My PXG 0311 irons aren't going to be leaving my bag in a hurry

So, two years on what's the verdict? I can say, hand on heart, that I haven't read another iron club review over that time - there's no point as I simply can't imagine how anything could be better. The consistency of the PXGs is the biggest difference to every club I've hit before. The fat and thin shots are virtually eliminated and I've been significantly straightened out. My scoring is now more often than not in the 80s and the pleasure I am getting from the game is a step up from where I was before. 

pxg driving iron.jpg

I have added the driving iron that came out last summer to my bag and another wedge. Both clubs have definitely improved those areas of my game. I play a lot of links golf and the PXG driving iron is perfect for getting the ball moving straight and low off the tee and the (questionably named) Sugar Daddy gap wedge is a thing of beauty which gets the ball stopping on the green like I have never seen before.

I don't know anyone who has been for a PXG fitting and hasn't ended up with them in their bags. It really is love at first shot.

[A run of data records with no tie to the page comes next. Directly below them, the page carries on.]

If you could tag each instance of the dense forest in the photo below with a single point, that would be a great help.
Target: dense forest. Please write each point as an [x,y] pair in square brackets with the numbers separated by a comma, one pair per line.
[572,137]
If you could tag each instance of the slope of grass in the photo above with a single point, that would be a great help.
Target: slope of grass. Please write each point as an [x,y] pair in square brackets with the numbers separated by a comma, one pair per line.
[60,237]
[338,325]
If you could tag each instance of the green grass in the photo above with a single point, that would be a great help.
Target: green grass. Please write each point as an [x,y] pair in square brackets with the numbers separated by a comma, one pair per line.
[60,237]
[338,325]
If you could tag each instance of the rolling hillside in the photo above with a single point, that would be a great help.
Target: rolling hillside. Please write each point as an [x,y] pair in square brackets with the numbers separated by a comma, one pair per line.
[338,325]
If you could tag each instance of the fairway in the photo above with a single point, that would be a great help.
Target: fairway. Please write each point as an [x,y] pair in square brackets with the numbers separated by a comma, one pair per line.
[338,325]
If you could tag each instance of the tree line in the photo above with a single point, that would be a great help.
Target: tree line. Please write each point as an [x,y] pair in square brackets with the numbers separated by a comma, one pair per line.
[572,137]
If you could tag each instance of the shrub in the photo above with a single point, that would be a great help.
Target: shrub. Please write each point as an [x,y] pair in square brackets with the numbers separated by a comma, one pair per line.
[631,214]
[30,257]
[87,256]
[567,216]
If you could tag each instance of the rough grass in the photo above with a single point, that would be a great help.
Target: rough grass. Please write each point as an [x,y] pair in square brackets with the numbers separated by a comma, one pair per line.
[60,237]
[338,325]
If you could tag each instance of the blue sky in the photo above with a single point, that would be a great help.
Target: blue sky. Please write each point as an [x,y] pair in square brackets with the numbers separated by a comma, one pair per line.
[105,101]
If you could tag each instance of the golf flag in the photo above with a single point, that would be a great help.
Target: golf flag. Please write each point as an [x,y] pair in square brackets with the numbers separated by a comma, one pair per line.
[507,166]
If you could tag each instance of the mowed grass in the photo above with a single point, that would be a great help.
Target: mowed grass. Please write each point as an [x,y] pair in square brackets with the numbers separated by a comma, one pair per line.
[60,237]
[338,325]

Of course, There is absolutely no doubt that these clubs are expensive. For the original 4-PW, GW, SW set I paid over £2,000 - £240 a club - which is clearly a huge amount of money. However, if I had gone for any other make I imagine that I would have already changed my irons by now in the search for something better and that would have no end in sight. 

The other companies are trying to get the PXG technology into their clubs but Mr Parsons isn't making it easy for them. Come back to me in another 4 or 5 years and I imagine I will still be hitting the PXG irons. I just need to find a driver now......

No money has exchanged between PXG and for the writing of this article!

The PXGs look particularly good in a Mackenzie bag!

The PXGs look particularly good in a Mackenzie bag!